Le lendemain de la grande première de Prisoners au Festival de Toronto, Denis Villeneuve se pinçait encore. Sa première expérience hollywoodienne n'aurait pu se dérouler dans de meilleures conditions.

«Si Prisoners devait être mon dernier film, je dirais merci la vie! lance-t-il au cours d'un entretien accordé à La Presse. J'ai eu l'occasion de travailler avec de très grands artistes, tant derrière que devant la caméra. J'ai eu la chance extraordinaire de collaborer avec un directeur photo comme Roger Deakins, un génie. Ça en devient touchant de faire de la mise en scène dans un contexte comme celui-là. À mes yeux, le film doit beaucoup à Roger.»

Denis Villeneuve est surtout heureux d'être parvenu à conserver son identité de cinéaste même si le film a été produit à l'intérieur du système d'un grand studio.

Prisoners est un thriller psychologique de grande qualité, qui allie suspense, intelligence et profondeur. À cause de la nature du sujet, le long métrage, d'une durée de 150 minutes, est aussi parsemé de scènes violentes très réalistes. À l'époque d'Incendies, le cinéaste québécois n'avait pas caché son inconfort à l'idée d'avoir à tourner des scènes très dures.

«J'essaie d'éviter ce genre de scènes le plus possible, mais quand il faut y aller, on ne peut pas freiner, explique-t-il. J'aime les cinéastes comme Haneke ou Scorsese, qui savent utiliser la violence quand elle sert un propos, qu'elle a une signification. Autrement dit, quand cette violence ne se transforme pas en spectacle. Son impact dramatique est alors énorme, car elle est montrée dans toute sa puissance et sa laideur.

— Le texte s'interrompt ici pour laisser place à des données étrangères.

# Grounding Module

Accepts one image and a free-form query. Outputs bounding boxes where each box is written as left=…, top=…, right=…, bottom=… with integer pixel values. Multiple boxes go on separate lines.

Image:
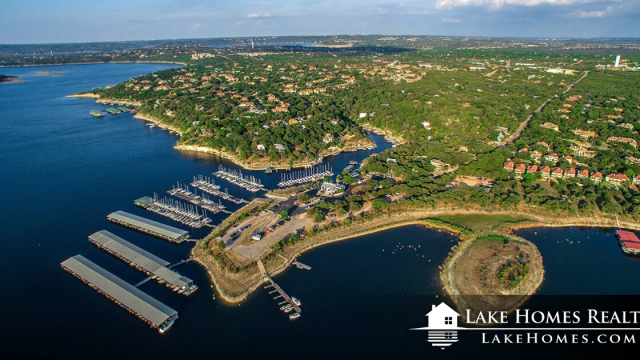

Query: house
left=422, top=121, right=432, bottom=130
left=425, top=303, right=459, bottom=348
left=606, top=173, right=629, bottom=186
left=274, top=143, right=286, bottom=152
left=527, top=164, right=539, bottom=174
left=570, top=145, right=596, bottom=158
left=540, top=122, right=560, bottom=132
left=359, top=113, right=367, bottom=119
left=608, top=137, right=638, bottom=148
left=551, top=167, right=564, bottom=179
left=564, top=167, right=577, bottom=178
left=321, top=182, right=345, bottom=195
left=459, top=145, right=468, bottom=152
left=572, top=129, right=597, bottom=139
left=577, top=169, right=590, bottom=180
left=503, top=161, right=515, bottom=172
left=386, top=158, right=397, bottom=164
left=323, top=133, right=334, bottom=144
left=544, top=153, right=559, bottom=163
left=431, top=159, right=446, bottom=172
left=256, top=144, right=266, bottom=151
left=590, top=171, right=603, bottom=184
left=634, top=176, right=640, bottom=185
left=514, top=163, right=527, bottom=178
left=531, top=150, right=543, bottom=162
left=539, top=166, right=551, bottom=179
left=564, top=156, right=574, bottom=165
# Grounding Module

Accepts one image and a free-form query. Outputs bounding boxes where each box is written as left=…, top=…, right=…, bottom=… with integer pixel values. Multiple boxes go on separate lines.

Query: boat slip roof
left=89, top=230, right=192, bottom=289
left=107, top=211, right=188, bottom=241
left=61, top=255, right=177, bottom=327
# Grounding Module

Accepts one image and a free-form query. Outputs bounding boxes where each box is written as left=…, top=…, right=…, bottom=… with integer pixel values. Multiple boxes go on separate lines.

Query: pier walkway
left=257, top=260, right=301, bottom=313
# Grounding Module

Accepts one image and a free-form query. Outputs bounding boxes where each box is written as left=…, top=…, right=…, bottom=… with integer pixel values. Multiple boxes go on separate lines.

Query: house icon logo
left=411, top=302, right=462, bottom=349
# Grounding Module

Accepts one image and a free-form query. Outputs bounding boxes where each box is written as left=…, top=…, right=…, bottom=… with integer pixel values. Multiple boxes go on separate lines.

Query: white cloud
left=442, top=17, right=462, bottom=23
left=246, top=13, right=272, bottom=18
left=572, top=5, right=615, bottom=17
left=435, top=0, right=597, bottom=9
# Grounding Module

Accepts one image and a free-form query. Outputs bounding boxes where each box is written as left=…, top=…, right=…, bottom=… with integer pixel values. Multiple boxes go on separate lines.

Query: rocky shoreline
left=193, top=206, right=639, bottom=304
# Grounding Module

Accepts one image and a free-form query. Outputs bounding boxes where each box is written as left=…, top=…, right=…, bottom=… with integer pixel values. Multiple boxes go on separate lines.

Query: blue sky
left=1, top=0, right=639, bottom=44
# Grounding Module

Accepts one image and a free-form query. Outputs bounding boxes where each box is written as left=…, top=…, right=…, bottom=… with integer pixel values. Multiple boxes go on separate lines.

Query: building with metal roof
left=89, top=230, right=195, bottom=294
left=107, top=211, right=188, bottom=243
left=61, top=255, right=178, bottom=330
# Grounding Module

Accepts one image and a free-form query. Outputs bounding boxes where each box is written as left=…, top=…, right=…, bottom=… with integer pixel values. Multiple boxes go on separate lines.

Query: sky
left=1, top=0, right=639, bottom=44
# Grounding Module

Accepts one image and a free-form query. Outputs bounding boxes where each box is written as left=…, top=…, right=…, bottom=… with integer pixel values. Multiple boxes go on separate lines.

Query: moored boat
left=289, top=312, right=300, bottom=320
left=90, top=110, right=104, bottom=117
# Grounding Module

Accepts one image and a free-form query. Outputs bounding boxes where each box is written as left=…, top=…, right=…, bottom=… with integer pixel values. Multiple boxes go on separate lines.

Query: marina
left=106, top=107, right=121, bottom=115
left=89, top=110, right=104, bottom=117
left=88, top=230, right=198, bottom=295
left=135, top=195, right=212, bottom=228
left=107, top=210, right=190, bottom=244
left=214, top=165, right=264, bottom=192
left=258, top=260, right=301, bottom=316
left=277, top=164, right=333, bottom=187
left=167, top=183, right=230, bottom=213
left=61, top=255, right=178, bottom=333
left=188, top=176, right=248, bottom=204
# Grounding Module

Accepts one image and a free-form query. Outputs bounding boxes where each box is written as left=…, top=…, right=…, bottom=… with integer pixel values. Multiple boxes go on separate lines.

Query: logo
left=412, top=302, right=462, bottom=349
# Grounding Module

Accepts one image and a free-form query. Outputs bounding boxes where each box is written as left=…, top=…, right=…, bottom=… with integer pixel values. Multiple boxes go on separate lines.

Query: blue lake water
left=1, top=63, right=639, bottom=359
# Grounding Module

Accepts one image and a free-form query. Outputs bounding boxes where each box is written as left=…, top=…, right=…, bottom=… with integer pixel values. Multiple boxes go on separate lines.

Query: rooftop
left=107, top=211, right=188, bottom=242
left=61, top=255, right=177, bottom=327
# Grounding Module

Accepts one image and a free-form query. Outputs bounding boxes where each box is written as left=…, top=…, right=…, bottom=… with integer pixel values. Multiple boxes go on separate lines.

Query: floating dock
left=616, top=230, right=640, bottom=255
left=214, top=165, right=264, bottom=192
left=89, top=230, right=197, bottom=295
left=61, top=255, right=178, bottom=333
left=167, top=183, right=231, bottom=213
left=135, top=195, right=212, bottom=228
left=187, top=178, right=247, bottom=204
left=258, top=260, right=301, bottom=314
left=278, top=164, right=333, bottom=187
left=107, top=210, right=189, bottom=244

Cela dit, il est certain que l'intensité monte d'un cran sur le plateau quand on tourne ces scènes-là. Dans mon cas, l'idée était d'en montrer le moins possible, mais de ne pas avoir peur d'y aller à fond quand il le fallait.»

Comme des Ferrari

Tous les acteurs ont souscrit à sa vision. Prisoners affiche à cet égard l'une des distributions les plus impressionnantes de l'année.

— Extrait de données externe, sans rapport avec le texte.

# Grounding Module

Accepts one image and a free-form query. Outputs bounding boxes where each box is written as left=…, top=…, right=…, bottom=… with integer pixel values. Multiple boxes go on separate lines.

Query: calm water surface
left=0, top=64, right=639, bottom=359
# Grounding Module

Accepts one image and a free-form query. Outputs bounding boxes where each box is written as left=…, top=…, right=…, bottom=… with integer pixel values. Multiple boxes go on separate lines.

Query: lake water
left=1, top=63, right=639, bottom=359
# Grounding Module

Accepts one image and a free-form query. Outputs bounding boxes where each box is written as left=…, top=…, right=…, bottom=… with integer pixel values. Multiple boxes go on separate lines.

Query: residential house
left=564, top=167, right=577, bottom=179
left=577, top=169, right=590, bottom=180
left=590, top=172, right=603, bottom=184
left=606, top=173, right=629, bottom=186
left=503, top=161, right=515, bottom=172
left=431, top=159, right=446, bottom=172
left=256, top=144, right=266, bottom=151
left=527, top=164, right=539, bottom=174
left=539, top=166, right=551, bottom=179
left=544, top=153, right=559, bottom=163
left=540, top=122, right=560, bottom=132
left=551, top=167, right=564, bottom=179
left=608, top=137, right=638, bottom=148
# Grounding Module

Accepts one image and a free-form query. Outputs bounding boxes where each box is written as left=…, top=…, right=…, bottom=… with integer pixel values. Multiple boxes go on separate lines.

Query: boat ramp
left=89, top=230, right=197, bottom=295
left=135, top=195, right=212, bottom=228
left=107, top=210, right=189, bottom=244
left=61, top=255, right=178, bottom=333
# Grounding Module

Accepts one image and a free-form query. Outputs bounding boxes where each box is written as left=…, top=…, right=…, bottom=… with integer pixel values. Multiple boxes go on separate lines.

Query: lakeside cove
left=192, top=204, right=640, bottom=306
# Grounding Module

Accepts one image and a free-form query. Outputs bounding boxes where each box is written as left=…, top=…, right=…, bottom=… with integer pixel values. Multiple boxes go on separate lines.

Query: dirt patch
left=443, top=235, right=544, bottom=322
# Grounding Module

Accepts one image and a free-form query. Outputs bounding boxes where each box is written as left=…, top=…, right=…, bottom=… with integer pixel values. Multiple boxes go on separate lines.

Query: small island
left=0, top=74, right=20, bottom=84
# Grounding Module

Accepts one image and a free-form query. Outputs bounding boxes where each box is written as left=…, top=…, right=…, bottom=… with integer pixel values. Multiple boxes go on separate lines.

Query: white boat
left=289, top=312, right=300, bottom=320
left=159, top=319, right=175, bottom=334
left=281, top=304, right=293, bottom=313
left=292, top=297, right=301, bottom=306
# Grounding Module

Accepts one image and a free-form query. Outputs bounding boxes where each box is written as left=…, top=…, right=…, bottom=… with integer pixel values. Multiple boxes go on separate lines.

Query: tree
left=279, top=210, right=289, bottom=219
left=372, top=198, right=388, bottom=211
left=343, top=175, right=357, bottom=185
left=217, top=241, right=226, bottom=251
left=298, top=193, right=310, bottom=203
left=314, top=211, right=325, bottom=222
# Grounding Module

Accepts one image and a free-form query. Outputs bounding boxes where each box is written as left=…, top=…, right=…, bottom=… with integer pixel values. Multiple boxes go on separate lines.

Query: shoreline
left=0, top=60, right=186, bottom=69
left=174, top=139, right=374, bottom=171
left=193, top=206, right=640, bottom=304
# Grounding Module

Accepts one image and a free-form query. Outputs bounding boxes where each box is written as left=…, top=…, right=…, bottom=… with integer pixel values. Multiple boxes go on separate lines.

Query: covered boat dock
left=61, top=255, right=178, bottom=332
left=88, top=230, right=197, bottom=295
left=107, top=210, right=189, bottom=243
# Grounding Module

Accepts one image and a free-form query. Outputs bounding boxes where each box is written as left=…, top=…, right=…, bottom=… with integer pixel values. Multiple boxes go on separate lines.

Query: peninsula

«Quand on travaille avec des acteurs de ce calibre, on a vraiment l'impression d'avoir des Ferrari à sa disposition, fait remarquer le cinéaste. Je sais gré au studio d'avoir eu l'idée de la mixité des deux familles. Cela m'a en outre permis de travailler avec Viola Davis, une actrice exceptionnelle. Elle a accepté de jouer dans le film alors que son rôle est secondaire. Je n'en revenais pas!»

Tourné avec un budget de 55 millions de dollars, Prisoners est un film autour duquel plane une rumeur favorable depuis un bon moment. Au point où tous les autres studios ont déplacé les sorties de leurs grosses productions prévues le même week-end, concédant ainsi implicitement la victoire du box-office au film de Villeneuve.

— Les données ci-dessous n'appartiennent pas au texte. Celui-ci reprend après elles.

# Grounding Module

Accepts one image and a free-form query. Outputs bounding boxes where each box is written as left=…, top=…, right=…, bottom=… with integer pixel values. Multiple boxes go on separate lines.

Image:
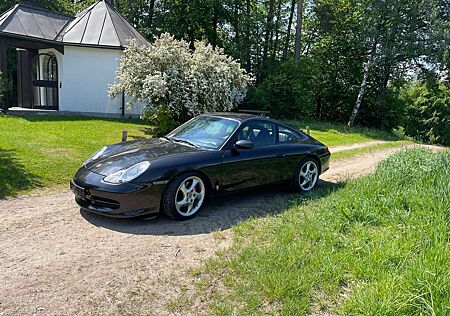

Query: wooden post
left=122, top=130, right=128, bottom=142
left=306, top=126, right=310, bottom=135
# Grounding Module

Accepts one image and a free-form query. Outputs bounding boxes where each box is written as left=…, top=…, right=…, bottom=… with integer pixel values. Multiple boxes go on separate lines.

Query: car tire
left=162, top=172, right=207, bottom=220
left=292, top=157, right=320, bottom=192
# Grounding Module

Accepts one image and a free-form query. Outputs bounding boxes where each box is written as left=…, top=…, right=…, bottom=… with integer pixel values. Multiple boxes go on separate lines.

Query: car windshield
left=167, top=116, right=239, bottom=149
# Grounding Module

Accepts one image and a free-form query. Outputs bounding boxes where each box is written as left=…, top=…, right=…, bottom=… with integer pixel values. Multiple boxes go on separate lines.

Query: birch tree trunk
left=294, top=0, right=303, bottom=62
left=347, top=59, right=371, bottom=127
left=347, top=39, right=377, bottom=127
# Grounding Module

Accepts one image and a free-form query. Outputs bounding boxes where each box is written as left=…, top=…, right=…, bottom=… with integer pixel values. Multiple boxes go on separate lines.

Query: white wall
left=58, top=46, right=145, bottom=116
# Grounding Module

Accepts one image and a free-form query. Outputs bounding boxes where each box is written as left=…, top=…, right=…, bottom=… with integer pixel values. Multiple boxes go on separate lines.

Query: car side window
left=238, top=121, right=276, bottom=147
left=278, top=125, right=302, bottom=144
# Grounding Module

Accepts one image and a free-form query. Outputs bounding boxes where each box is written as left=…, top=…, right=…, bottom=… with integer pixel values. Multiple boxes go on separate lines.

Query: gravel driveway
left=0, top=145, right=442, bottom=316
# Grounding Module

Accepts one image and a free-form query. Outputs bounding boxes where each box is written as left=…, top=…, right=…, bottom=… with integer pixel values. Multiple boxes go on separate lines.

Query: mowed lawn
left=0, top=114, right=399, bottom=198
left=0, top=115, right=149, bottom=198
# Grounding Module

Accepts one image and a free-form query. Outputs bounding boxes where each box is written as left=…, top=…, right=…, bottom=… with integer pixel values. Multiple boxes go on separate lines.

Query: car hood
left=86, top=138, right=202, bottom=176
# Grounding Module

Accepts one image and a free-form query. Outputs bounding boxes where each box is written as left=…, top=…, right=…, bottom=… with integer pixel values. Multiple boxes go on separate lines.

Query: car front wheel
left=293, top=158, right=319, bottom=192
left=162, top=172, right=206, bottom=220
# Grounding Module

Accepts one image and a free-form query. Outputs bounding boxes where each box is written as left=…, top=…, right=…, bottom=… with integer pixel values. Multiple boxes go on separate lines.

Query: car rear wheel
left=293, top=158, right=319, bottom=192
left=162, top=172, right=206, bottom=220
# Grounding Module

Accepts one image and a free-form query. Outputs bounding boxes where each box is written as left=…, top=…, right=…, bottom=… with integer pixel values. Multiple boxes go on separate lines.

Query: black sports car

«C'est incroyable comme tout est stratégique à Hollywood, observe-t-il. Quand tout sera fini, je compte d'ailleurs demander à ce qu'on m'explique comment fonctionne l'économie d'un film dans ce contexte. Le budget du film est de 55 millions, mais je sais que j'ai travaillé en réalité avec un budget de 16 millions. Je veux qu'on m'explique où va tout cet argent!»